| HN Mirror

Y	Hacker News new \| ask \| show \| jobs

by deepyaman 2613 days ago

> Is it a processing solution? Not really, since it suggests you can offload the heavy lifting to an engine, eg. spark. An orchestrator? Apparently not, because that's a complementary product. So... it's like, a configuration management tool?

I actually had the same questions when I was first introduced to Kedro! In my case, I didn't understand the value proposition over something like Apache Beam. After using it, I feel like Kedro provides:

    1. a consistent structure across analytics pipelines. It's easy to start and pick up other Kedro projects after you've
       used it once.
    2. convenient and consistent I/O via the data catalog. The fact that we can configure and swap out data sources at ease
       is a huge plus, and we also rely heavily on data versioning.
    3. easy integration with existing frameworks (PySpark, vanilla Pandas, Dask, Airflow, Luigi, etc.)

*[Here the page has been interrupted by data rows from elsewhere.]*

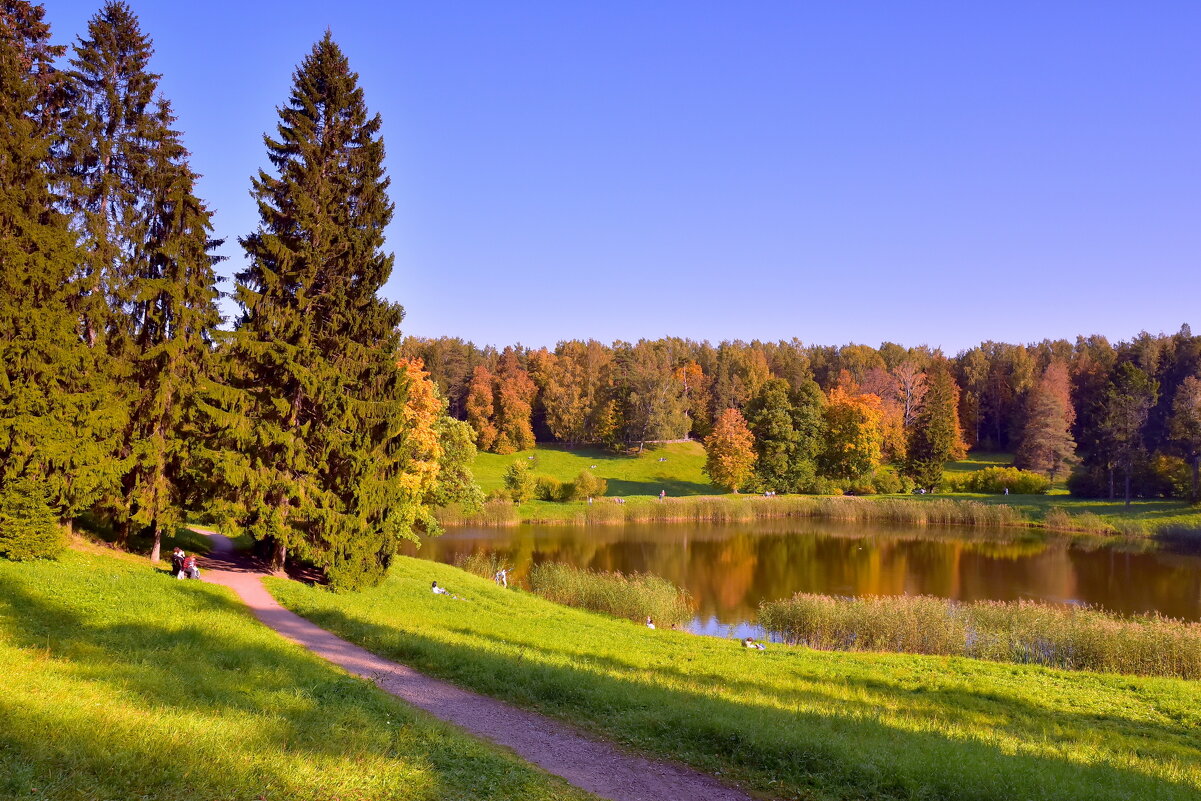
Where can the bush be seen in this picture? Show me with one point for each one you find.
(548, 488)
(998, 479)
(635, 597)
(1074, 638)
(519, 482)
(589, 485)
(28, 527)
(888, 482)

Additionally, it aligns well with standards we have internally, like data layering. (edit: Apparently this is also part of the FAQ: https://kedro.readthedocs.io/en/latest/06_resources/01_faq.h... Who knew!)

> Personally, I feel mystified why you would use something like this rather than a more mature product like say, Spark, that natively supports clustering, etc, which is what I would really like to see in the FAQ.

I'd say 80-90% of projects at QuantumBlack use (Py)Spark, so we've built out `SparkDataSet`s, `pandas_to_spark` and `spark_to_pandas` utility decorators, etc. There's a brief integration tutorial here: https://github.com/quantumblacklabs/kedro/tree/develop/kedro...

Full disclosure: I'm a data engineer at QuantumBlack (if it wasn't obvious already!)